ECLI:NL:RBSHE:2011:BT8979
Rechtbank 's-Hertogenbosch
- Eerste aanleg - meervoudig
- C.B.M. Bruens
- M.Th. van Vliet
- W.T.A.M. Verheggen
- Rechtspraak.nl
Vrijspraak van verdachte in zaak van wederrechtelijke vrijheidsberoving
In deze zaak heeft de Rechtbank 's-Hertogenbosch op 28 oktober 2011 uitspraak gedaan in een strafzaak tegen een verdachte die werd beschuldigd van medeplegen en medeplichtigheid aan wederrechtelijke vrijheidsberoving. De rechtbank heeft de verdachte vrijgesproken, omdat zij van oordeel was dat de verklaringen van twee van de drie aangevers ongeloofwaardig waren. De rechtbank heeft vastgesteld dat, zelfs als de verklaring van de derde aangever als geloofwaardig werd beschouwd, er onvoldoende bewijs was om tot een veroordeling te komen. De zaak was aanhangig gemaakt bij dagvaarding van 28 juli 2009, waarbij de verdachte werd beschuldigd van het wederrechtelijk beroven van de vrijheid van een slachtoffer in de periode van 1 tot en met 2 februari 2009 te 's-Hertogenbosch.
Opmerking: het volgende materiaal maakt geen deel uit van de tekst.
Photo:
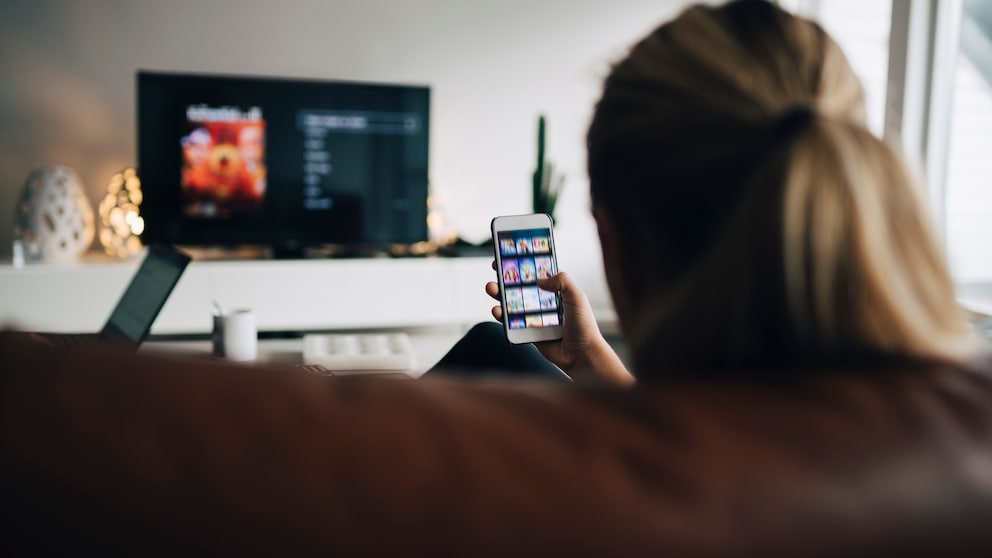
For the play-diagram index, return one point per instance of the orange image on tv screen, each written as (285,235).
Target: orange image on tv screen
(223,171)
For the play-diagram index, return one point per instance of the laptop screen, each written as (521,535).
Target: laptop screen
(144,297)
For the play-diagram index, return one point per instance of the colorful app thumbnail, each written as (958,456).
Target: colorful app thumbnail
(514,300)
(528,273)
(531,299)
(548,300)
(524,246)
(541,244)
(543,264)
(511,272)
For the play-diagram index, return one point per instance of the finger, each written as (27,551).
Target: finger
(561,282)
(492,289)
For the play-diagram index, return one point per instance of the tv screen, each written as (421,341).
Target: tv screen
(286,163)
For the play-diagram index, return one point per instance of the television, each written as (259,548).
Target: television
(283,163)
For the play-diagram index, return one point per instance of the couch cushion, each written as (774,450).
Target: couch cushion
(155,454)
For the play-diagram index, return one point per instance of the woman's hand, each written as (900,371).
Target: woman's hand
(582,352)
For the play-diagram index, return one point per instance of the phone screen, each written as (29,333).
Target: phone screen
(527,255)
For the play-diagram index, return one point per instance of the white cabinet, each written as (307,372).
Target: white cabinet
(287,295)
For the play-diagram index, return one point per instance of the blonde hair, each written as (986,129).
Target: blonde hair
(761,223)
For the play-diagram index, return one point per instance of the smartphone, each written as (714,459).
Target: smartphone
(525,252)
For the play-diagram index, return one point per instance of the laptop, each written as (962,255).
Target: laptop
(132,318)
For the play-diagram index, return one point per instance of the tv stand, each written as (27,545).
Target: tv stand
(295,295)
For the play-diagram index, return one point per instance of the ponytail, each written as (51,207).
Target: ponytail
(863,271)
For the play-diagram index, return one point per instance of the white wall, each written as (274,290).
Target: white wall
(67,86)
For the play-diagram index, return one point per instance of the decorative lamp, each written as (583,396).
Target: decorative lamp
(54,219)
(120,219)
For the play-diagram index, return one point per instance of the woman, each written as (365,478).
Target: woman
(748,218)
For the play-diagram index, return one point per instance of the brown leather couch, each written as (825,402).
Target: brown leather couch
(150,455)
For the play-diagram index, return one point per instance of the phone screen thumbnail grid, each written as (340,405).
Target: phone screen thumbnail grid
(526,256)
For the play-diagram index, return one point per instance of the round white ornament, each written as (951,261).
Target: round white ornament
(54,218)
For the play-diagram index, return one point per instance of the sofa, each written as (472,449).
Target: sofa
(149,454)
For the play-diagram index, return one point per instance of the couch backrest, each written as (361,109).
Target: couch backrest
(153,454)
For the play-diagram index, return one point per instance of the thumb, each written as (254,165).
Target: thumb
(562,283)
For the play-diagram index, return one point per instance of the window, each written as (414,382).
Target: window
(967,178)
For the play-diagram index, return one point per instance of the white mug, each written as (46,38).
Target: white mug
(239,335)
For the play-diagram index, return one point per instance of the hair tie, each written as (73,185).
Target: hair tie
(794,120)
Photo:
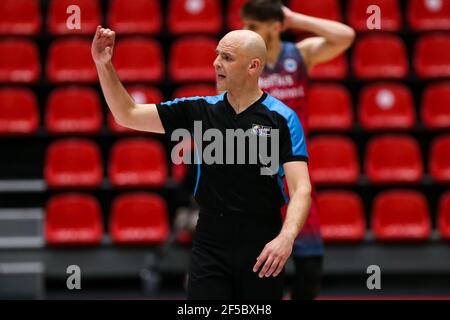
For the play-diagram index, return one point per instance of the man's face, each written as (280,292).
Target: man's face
(267,30)
(230,65)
De rechtbank heeft de aangiftes van de aangevers, die geruime tijd na het vermeende delict zijn opgenomen, als onbetrouwbaar beoordeeld. De rechtbank heeft ook geconstateerd dat de aangevers bij de rechter-commissaris en ter terechtzitting onder ede hebben verklaard dat hun aangiftes verzonnen waren. De rechtbank heeft geconcludeerd dat er onvoldoende wettig en overtuigend bewijs was om de verdachte te veroordelen, en heeft hem daarom vrijgesproken van alle tenlastegelegde feiten.